On the surface, it looks easy. Indians invested a net $6.5 billion in small savings programmes in the year through March 2014, according to a government document seen by Bloomberg News. That’s less than 1% of the $1.2 trillion poured into commercial bank deposits.

Yet changing the rates carries political risks in a nation where the majority of the population lacks social security and lives on less than $2 a day. The program had at least 283 million users in the last fiscal year—about a fifth of the population.

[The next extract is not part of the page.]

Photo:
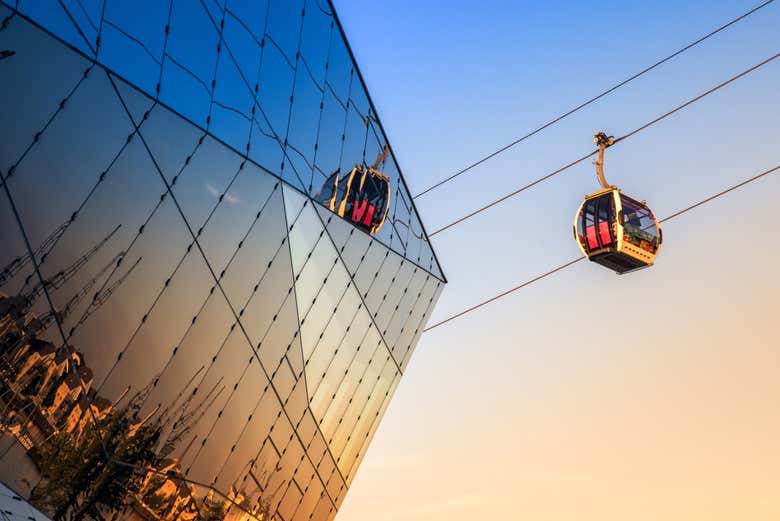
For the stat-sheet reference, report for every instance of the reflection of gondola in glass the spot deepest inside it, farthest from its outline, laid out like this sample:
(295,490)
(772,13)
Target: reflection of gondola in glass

Another problem is that funds from small savings also flow into the government’s coffers. Jaitley has budgeted revenue of $3.4 billion from small savings programmes for the current year, and any reduction would make it tougher to meet his goal of narrowing the budget deficit.

There’s “no chance” that the government will revise small savings rates and there’s very little else policy makers can do to boost transmission, said Sunil Sinha, principal economist at India Ratings and Research Pvt., the local unit of Fitch Ratings.

While the monetary authority “can goad banks or show its displeasure,” commercial lenders need to balance economic necessities with their own profitability, he said.

Bad debt

India’s banks are still struggling to shed bad debt. Modi’s $3.1 billion recapitalization plan for state-run lenders announced in August didn’t provide any specific plan to address stressed assets. Loans are growing near the slowest pace since 1994 as Indian banks remain reluctant to pass on lower financing costs.

Before the decision, Rajan said that the median base lending rates of banks have fallen by only about 30 basis points this year. Following the move, the benchmark has now fallen by 125 basis points this year.

State Bank of India, the nation’s largest, dropped its base rate by 40 basis points immediately after Tuesday’s decision. Even so, chairman Arundhati Bhattacharya told Bloomberg TV India that it’s too early to say how much more they’d cut.

The government’s decision to review the small savings programmes is a “good step in the right direction,” Aditya Puri, managing director at HDFC Bank Ltd told reporters on Tuesday. He wouldn’t say how much he’ll reduce the base rate.

The government needs to clearly explain the economic rationale to the public to avoid protests, according to Mohan Guruswamy, chairman of the Centre for Policy Alternatives in New Delhi and a former finance ministry official.

“It’s a politically sensitive issue,” he said. “Nobody likes lower saving rates.”